Welche Erkenntnisse hat die Bundesregierung in Bezug auf die finanzielle Unterstützung von Bundesländern an muslimische Gemeinden für die Durchführung eigenständiger Sicherheitsmaßnahmen, und inwiefern und in welcher Höhe beteiligt sie sich gegebenenfalls an dieser finanziellen Unterstützung?

9

Welche Kenntnisse hat die Bundesregierung über vergangene Übergriffe sowie Einschüchterungsversuche gegenüber muslimischen Verbandsvertretern und Verbandsvertreterinnen?

Inwiefern befindet sich die Bundesregierung im Austausch mit den Sicherheitsbehörden der Bundesländer zu Gefährdungsbewertungen und Sicherheitsmaßnahmen für diese Personen?

10

Wie viele Disziplinarverfahren wurden im Hinblick auf Beschäftigte des öffentlichen Dienstes wegen des Verdachts von Islam- und Muslimfeindlichkeit in den letzten fünf Jahren geführt (bitte nach Bundesländern sowie Bundesbehörden aufschlüsseln)?

11

Inwiefern gibt es Standards zur Definition und Erfassung von islam- und muslimfeindlichen Vorfällen in Bundesbehörden, wenn ja, welche, und wenn nein, warum nicht?

12

Inwiefern sind politische Strategien von Seiten der Bundesregierung geplant, um in Bundesbehörden und im Bildungswesen die Prävention von Islam- und Muslimfeindlichkeit auszubauen?

13

Welche Schlussfolgerungen zieht die Bundesregierung aus den Entwicklungen islam- und muslimfeindlicher Einstellungen in der Bevölkerung, und mit welchen Maßnahmen setzt sich die Bundesregierung für die Bekämpfung von islam- und muslimfeindlichen Einstellungen ein?

14

Wie plant die Bundesregierung sicherzustellen, dass die Arbeit von Projekten und insbesondere Modellprojekten zur Prävention von Islam- und Muslimfeindlichkeit in Zukunft langfristig gesichert ist?

15

Wie plant die Bundesregierung, Präventionsprogramme gegen Islam- und Muslimfeindlichkeit zukünftig langfristig und verlässlich zu fördern?

16

Wie ist die von der Bundesregierung geplante Expertenkommission zur Muslimfeindlichkeit konzipiert?

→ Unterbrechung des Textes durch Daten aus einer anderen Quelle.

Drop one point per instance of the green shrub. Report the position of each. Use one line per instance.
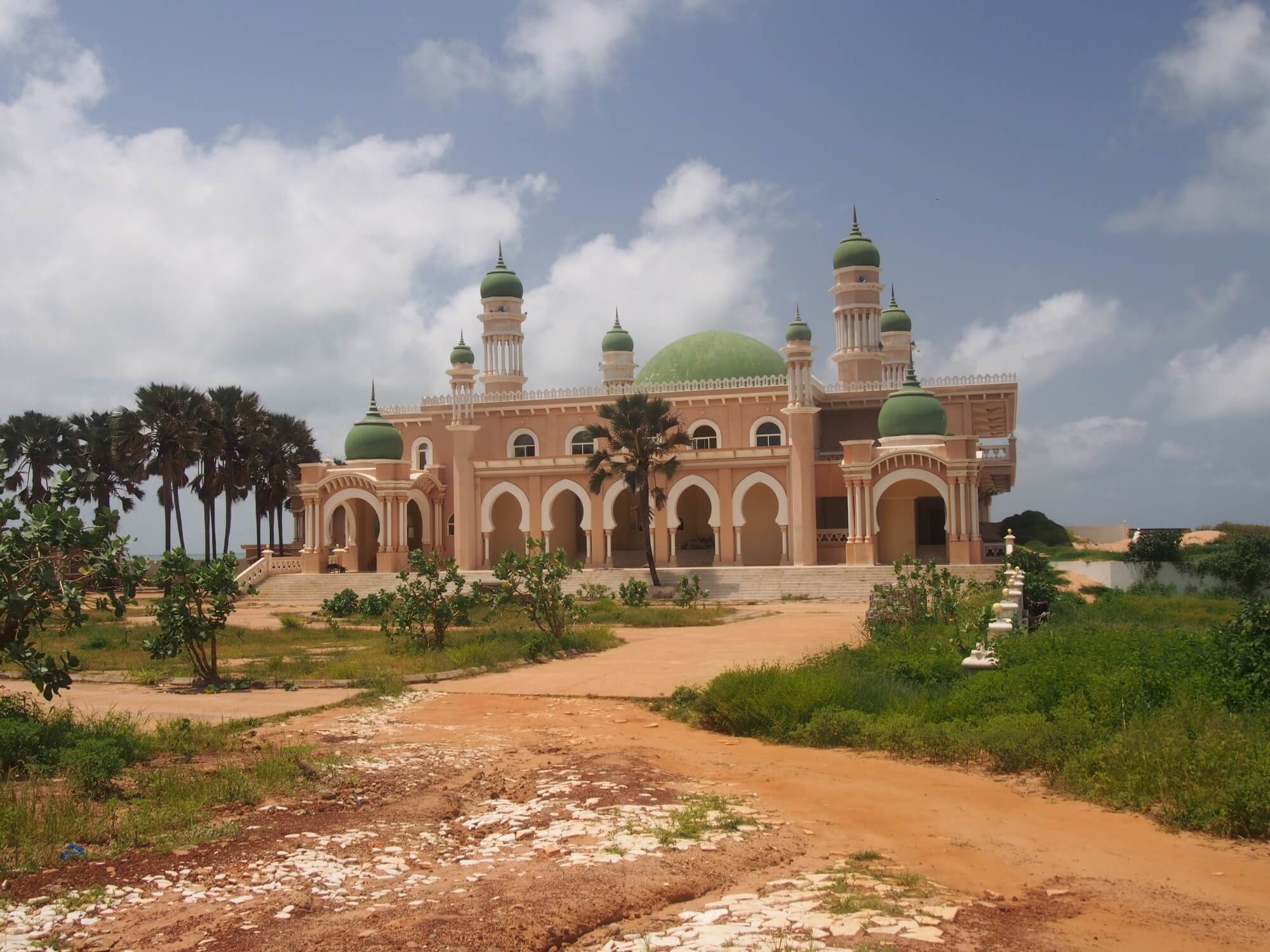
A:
(1243, 656)
(633, 593)
(342, 605)
(93, 765)
(1032, 526)
(690, 592)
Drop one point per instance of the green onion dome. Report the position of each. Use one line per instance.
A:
(912, 412)
(501, 282)
(855, 251)
(373, 437)
(618, 338)
(712, 355)
(798, 329)
(895, 318)
(462, 354)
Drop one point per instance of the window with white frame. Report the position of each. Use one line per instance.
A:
(769, 435)
(705, 437)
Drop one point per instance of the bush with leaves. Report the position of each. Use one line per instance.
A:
(1243, 656)
(594, 592)
(197, 601)
(49, 560)
(377, 604)
(429, 604)
(342, 605)
(1153, 549)
(690, 592)
(534, 586)
(633, 593)
(1240, 558)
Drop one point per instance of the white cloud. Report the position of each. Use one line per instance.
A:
(552, 49)
(1080, 445)
(1037, 345)
(299, 270)
(1222, 70)
(1215, 383)
(16, 16)
(444, 69)
(695, 265)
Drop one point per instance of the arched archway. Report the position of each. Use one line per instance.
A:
(911, 517)
(567, 517)
(505, 521)
(760, 513)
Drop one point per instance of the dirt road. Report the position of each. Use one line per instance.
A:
(490, 821)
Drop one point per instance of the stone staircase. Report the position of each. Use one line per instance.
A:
(838, 583)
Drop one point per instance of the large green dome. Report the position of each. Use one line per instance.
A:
(618, 338)
(501, 282)
(895, 318)
(855, 251)
(373, 437)
(912, 412)
(712, 355)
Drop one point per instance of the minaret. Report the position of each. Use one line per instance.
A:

Inwiefern, und auf welche Weise werden muslimische Verbände und Personen in die von der Bundesregierung geplante Expertenkommission zur Muslimfeindlichkeit eingebunden?

In welcher Regelmäßigkeit wird es einen Austausch mit dieser Expertenkommission zur Muslimfeindlichkeit geben?

Wie stellt die Bundesregierung sicher, dass die Ergebnisse dieser Kommission bei der Umsetzung konkreter Maßnahmen berücksichtigt werden?

17

Wie definiert die Bundesregierung Islam- und Muslimfeindlichkeit und antimuslimischen Rassismus, und auf welchen wissenschaftlichen Expertisen beruhen diese Definitionen?